Este primeiro ‘se’ já não se pode concretizar. É que o técnico português imaginava que a seleção das pampas passasse aos oitavos de final em primeiro lugar no grupo D. Mas tal não aconteceu. A equipa de Messi e companhia viu-se e achou-se para encontrar o passaporte para a próxima fase. O craque do Barcelona ainda o agarrou, a equipa perdeu-o para os nigerianos, mas afinal estava no bolso de Marcos Rojo — que se tornou o herói improvável de um percurso aos solavancos.
Ora, já dizia o outro, “isto está tudo ligado”. O facto de a Argentina ter passado em segundo lugar do agrupamento, exclui as possibilidades de um duelo com Portugal no derradeiro e decisivo jogo. Mas abre uma nova hipótese. Um segundo ‘se’. É que se a Seleção Nacional derrotar o Uruguai nos oitavos de final… e se a Argentina bater a França… há duelo entre Messi e Ronaldo nos quartos de final. Lá está… se!
Se isso acontecer, vai ser o nono encontro entre as duas seleções. Nos oito anteriores, só um foi a contar: aconteceu em 1972, no Torneio Independência, uma espécie de mini-Mundial patrocinado pelo Brasil no âmbito das comemorações dos 150 anos da independência do país. O duelo aconteceu na meia-final, que terminou com vitória portuguesa por 3-1 (golos de Calisto, Eusébio e Dinis).

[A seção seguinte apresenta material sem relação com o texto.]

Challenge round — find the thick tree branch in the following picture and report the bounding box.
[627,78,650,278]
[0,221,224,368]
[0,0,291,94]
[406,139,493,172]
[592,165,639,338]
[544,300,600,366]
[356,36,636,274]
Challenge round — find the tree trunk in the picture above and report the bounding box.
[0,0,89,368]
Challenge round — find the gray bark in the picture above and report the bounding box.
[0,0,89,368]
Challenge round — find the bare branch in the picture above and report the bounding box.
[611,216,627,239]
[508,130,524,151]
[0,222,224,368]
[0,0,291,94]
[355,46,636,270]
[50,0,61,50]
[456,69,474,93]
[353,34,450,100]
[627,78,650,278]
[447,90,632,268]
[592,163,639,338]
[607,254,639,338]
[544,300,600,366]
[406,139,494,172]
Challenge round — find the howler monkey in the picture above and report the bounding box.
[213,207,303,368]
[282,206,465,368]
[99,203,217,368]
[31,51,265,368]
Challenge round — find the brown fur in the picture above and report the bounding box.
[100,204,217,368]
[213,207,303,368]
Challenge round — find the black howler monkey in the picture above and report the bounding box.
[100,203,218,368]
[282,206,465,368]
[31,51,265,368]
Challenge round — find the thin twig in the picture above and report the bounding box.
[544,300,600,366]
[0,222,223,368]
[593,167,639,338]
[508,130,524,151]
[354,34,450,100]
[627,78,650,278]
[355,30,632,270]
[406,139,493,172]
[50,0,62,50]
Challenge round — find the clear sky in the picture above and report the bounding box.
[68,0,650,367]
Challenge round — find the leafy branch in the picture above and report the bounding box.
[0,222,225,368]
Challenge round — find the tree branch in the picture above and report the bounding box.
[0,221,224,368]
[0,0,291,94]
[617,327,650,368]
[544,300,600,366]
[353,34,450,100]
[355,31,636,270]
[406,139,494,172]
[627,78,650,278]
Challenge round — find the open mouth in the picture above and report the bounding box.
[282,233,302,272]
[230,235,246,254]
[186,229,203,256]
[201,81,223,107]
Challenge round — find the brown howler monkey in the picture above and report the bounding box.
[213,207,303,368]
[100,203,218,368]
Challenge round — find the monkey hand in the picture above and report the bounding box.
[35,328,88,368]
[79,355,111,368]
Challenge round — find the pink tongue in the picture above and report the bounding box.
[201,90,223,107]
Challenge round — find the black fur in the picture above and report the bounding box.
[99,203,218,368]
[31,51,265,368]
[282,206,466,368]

De resto, só há jogos particulares a registar: o primeiro aconteceu a 1 de abril de 1928 e marcou o primeiro jogo de sempre da Argentina com uma seleção europeia. A equipa das pampas seguia para Amesterdão, a caminho dos Jogos Olímpicos, e aceitou o convite da Federação Portuguesa para um duelo no Lumiar. O árbitro era um elemento da comitiva argentina (das tais coisas que só eram possíveis há quase 100 anos…) e até assinalou um penálti contra Portugal, que Roquete defendeu. No final, o marcador não saiu do 0-0 inicial. Passaram 24 anos até ao duelo seguinte entre os dois países, a 14 de dezembro de 1952. E aí doeu. Portugal acabou derrotado por 3-1 e nem o golo monumental de Matateu seria capaz de conter Labruna e Lostau, a poderosa asa esquerda que apontou os três golos.

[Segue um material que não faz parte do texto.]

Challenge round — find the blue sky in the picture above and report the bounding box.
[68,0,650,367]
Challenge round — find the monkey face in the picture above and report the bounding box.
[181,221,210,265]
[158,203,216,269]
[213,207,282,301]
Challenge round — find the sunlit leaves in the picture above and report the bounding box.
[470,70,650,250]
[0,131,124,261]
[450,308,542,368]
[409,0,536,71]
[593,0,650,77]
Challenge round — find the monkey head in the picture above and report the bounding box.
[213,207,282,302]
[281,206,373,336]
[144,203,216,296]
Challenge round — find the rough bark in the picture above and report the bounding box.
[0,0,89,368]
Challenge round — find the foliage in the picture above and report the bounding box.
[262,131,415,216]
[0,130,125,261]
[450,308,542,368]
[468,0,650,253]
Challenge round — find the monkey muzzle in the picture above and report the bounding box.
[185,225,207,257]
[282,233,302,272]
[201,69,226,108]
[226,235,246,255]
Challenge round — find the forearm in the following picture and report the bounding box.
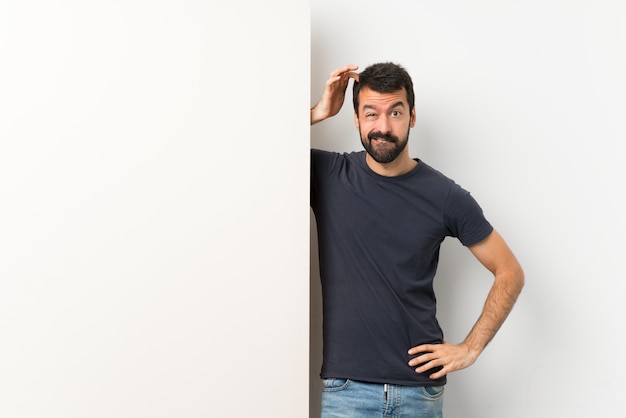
[463,266,524,357]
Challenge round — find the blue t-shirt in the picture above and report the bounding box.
[311,150,493,386]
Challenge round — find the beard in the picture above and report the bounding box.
[359,129,410,164]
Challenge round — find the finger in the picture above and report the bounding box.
[409,344,434,355]
[409,353,437,367]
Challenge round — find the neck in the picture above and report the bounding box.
[365,149,417,177]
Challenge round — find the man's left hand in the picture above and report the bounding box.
[409,341,480,379]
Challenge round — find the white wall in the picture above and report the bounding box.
[0,0,310,418]
[311,0,626,418]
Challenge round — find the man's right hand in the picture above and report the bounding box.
[311,65,359,125]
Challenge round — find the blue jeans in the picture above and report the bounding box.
[322,379,443,418]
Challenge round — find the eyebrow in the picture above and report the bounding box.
[363,100,406,110]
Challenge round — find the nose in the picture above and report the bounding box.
[378,115,391,134]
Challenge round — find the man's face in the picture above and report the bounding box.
[354,88,415,164]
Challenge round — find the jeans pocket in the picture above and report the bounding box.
[422,386,444,399]
[322,377,350,392]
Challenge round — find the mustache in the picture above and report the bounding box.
[367,131,399,143]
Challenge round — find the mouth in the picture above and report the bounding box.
[368,132,398,146]
[370,138,395,145]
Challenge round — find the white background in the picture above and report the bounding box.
[0,0,310,418]
[311,0,626,418]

Quem disse que um raio não cai duas vezes no mesmo lugar? Dois anos passados, os mesmos adversários, o mesmo resultado: 3-1. A Argentina estava fora das competições oficiais por uma greve dos jogadores, mas, ainda assim, deu cabo dos portugueses. Travassos ainda deu o ar da sua graça, mas a exibição apagada de Portugal haveria de sentenciar o resultado. 4 de junho de 1961, mais uma oportunidade de Portugal mudar a história. Mas ainda não era desta. 2-0 para os rivais, muito por culpa do cansaço de seis benfiquistas que tinham sido campeões europeus há quatro dias (e que eram a espinha dorsal da Seleção).

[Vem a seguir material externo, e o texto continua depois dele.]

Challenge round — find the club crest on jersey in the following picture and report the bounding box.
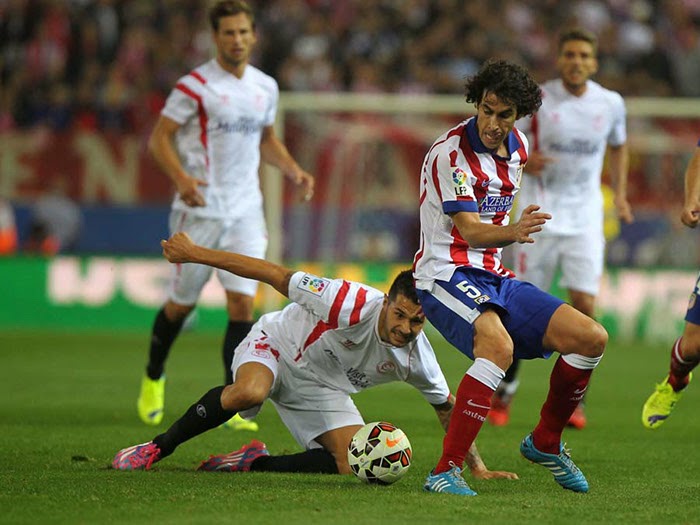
[297,273,330,297]
[452,168,469,197]
[377,361,396,374]
[479,195,515,213]
[515,164,525,188]
[474,294,491,304]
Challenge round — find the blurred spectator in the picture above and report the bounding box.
[0,0,700,131]
[24,178,83,255]
[0,197,17,256]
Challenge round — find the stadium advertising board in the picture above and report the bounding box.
[0,257,696,341]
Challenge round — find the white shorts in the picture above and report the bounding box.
[231,326,365,449]
[169,210,267,305]
[513,232,605,295]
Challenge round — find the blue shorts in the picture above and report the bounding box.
[418,268,564,359]
[685,275,700,325]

O jogo seguinte seria outro 2-0 — o raio voltaria a cair duas vezes seguidas no mesmo lugar. Em Portugal as coisas não estavam a correr bem, por isso mudou-se o jogo para o Brasil, mais concretamente para o Maracanã. A formação das quinas foi recebida com pompa e circunstância, mas a festa foi por água abaixo na segunda parte. Duas batatas de Rojas e Rendo e Portugal voltou com mais uma derrota na bagagem para contar.
Como não há mal que sempre dure, logo a seguir veio o tal jogo do Torneio Independência que deu vitória portuguesa (e derrota na final, frente ao anfitrião Brasil), mas, já neste milénio (mais especificamente em 2011), agora na Suíça, Portugal voltou a provar o amargo da derrota (2-1). Aqui já havia Messi e Ronaldo (aliás, os dois marcaram); mas ‘afinal havia outro’. Era Di Maria, bem conhecido dos relvados portugueses, a fazer a desfeita ao país onde viveu, quando atuava ao serviço do Benfica. Falta o encontro de 2014. Desta vez, Messi e Ronaldo não brilharam. Aliás, poucos brilharam num jogo baço e sem chama. Acabou por ser Raphael Guerreiro a assumir (de forma improvável) as despesas do jogo e dar uma vitória curta (1-0) a Portugal. Contas feitas, duas vitórias, um empate e cinco derrotas. É animador? Não. Mas estamos no mundo dos ‘ses’, lembra-se? E nele tudo é possível.